In our consultative role as digital transformation specialists, WWT brought together the ecosystem resources to strategize and execute this POC success, melding physical spaces and digital data for real-world quality improvements. WWT, a frequent participant in Intel's history of supporting emerging technology innovations, approached Intel with this National Restaurant Chain POC opportunity.
By providing critical POC funding as part of its continuing technology alliance with WWT, Intel acknowledged the strong potential for this future-forward solution. In doing so, Intel supports our joint focus on new edge AI and analytics solutions that offer high-performance, cost-effective business transformation based on Intel® technology platforms wherever precision and predictability are key.
WWT was able to validate the AI-powered computer vision solution with a small amount of POC data, with bottom-line benefits that included:
- 95% initial accuracy of food measurement, minimizing the potential for human error, eliminating reliance on weight sensors and ensuring food items could be properly replenished before shortfalls occurred.

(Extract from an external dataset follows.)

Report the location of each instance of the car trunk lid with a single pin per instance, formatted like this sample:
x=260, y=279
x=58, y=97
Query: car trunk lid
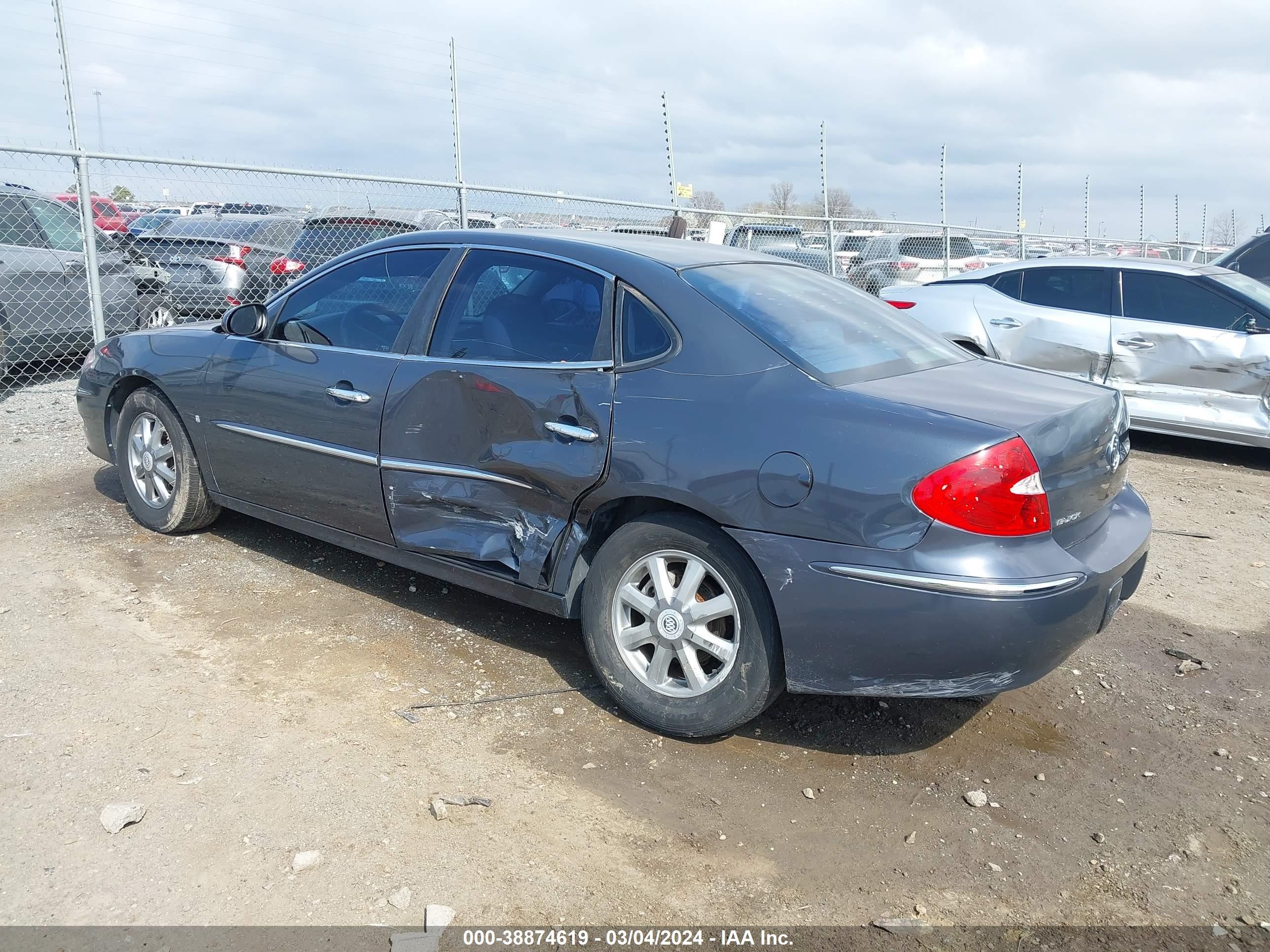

- Potential to increase sales – The long-term vision is to monitor all food levels so that favorite entrees are kept in consistent, reliable supply – an achievement of revenue growth that could be achieved with significant implications if the POC were rolled out to all of their thousands of store locations.
- Speed of implementation and validation – Thanks to the computer vision automation built into the vision AI platform, and to Plainsight's close alliance with Google Cloud as part of its overall agnostic offering of cloud service providers, WWT was able move quickly to implement the solution.
- Potential to enhance customer satisfaction as intelligent food management technology helps ensure a consistent, timely supply of the fresh, high-quality entrees that are foundational to the National Restaurant Chain's brand promise.
This powerful alliance – the digital transformation expertise of WWT, the AI-powered computer vision platform and solutions from Plainsight, the resources of Google Cloud, and the edge technology leadership and funding support of Intel – have been harnessed for a significant proof of concept that has the power to extend predictive analytics far beyond food management.